ADDIS ABABA, July 4 (AFP) — More than 40 leaders from across the continent are expected at this week’s summit of the African Union, where conflicts such as those in western Sudan’s Darfur region, the Democratic Republic of Congo (DRC) and Ivory Coast are expected to take centre stage.

Especially Darfur, a vast semi-arid region in Africa’s largest country to which atrocities by pro-government militia have brought considerable international media attention of late.

UN Secretary General Kofi Annan, who has just visited the region and who is trying to mobilise the international community, arrived in Addis Ababa on Saturday night and is due to speak at the opening of the summit on Tuesday.

Over recent days Annan has congratulated the AU for its efforts to resolve the conflict and especially for having deployed military observers to monitor a shaky ceasefire signed by rebels and Khartoum in April.

He said he was studying how the UN could boost its support for the AU.

Alpha Oumar Konare, the chairman of the AU’s executive Commission, went Friday to Chad, which shares a border with Darfur, and anounced that political negotiations would start in Addis Ababa on July 15.

“The problem in Darfur is political, its solution is political, so there is a need for the parties to quickly engage in political negotiation,” he said in the Chadian capital during the inaugural meeting of a joint commission set up to monitor the ceasefire.

The risk of a third war in less than a decade in DRC, and hence the stability of all its neighbouring countries, is also of great concern to the AU, which has repeatedly warned that there can be no prosperity in Africa without peace and stability.
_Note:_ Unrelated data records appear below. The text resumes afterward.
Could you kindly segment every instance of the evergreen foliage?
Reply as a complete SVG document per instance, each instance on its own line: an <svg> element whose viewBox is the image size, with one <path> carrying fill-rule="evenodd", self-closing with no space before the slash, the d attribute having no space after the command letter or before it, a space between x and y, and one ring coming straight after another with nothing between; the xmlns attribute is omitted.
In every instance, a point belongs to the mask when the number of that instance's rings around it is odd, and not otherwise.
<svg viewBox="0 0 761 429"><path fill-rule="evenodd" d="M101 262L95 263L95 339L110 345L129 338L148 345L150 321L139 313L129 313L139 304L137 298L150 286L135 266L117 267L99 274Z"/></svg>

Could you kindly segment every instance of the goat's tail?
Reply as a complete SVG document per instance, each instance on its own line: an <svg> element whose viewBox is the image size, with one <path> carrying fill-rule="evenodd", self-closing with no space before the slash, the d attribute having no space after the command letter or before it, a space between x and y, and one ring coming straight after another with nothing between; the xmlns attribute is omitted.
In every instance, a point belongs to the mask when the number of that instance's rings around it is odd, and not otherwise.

Fears of renewed conflict were raised in late May, when former rebels theoretically integrated into a new national army rose up against their regular peers in the east of the country, prompting Kinshasa to accuse its old enemy Rwanda of involvement.

“Our organisation is deeply involved in managing problems between DR Congo and Rwanda,” Konare told foreign ministers preparing the agenda ahead of the summit.

He said it was up to the AU to rescue the transition process in DRC, which has also been threatened by coup attempts in the capital.

Annan is also due to discuss the situation in the former Zaire with the heads of state.

Ivory Coast, which hasn’t settled down since a rebellion erupted in September 2001, is the third major theatre of unrest on the summit agenda.

“We must continue our support for brother (President) Laurent Gbago and Ivorian political leaders to avoid a new and serious derailment,” Konare told the ministers.

Also up for discussion are Somalia, the Indian Ocean’s Comoro islands, Burundi, and Ethiopia and Eritrea.

Konare wants the summit to commit to “urgently setting up the common defence and security policy,” an initiative born at the same time as the AU and since constantly finetuned.

A key element of this policy is the Peace and Security Council — a decision-making body similar to the UN’s Security Council — which came into being earlier this year.

The summit will also witness the unveiling of a three-year strategic plan for the continent, a document central to the AU’s ambitions to distance itself from its defunct and ineffective predecessor, the Organisation of African Unity.

Konare said “those who defy the rule of law, corruption and the impunity that accompanies human rights abuses keep Africa mired in conflict and compromise all sustainable development initiatives.”

The plan has a budget of some 1.7 billion dollars, money the AU doesn’t have and which member states and the international community will be asked to provide.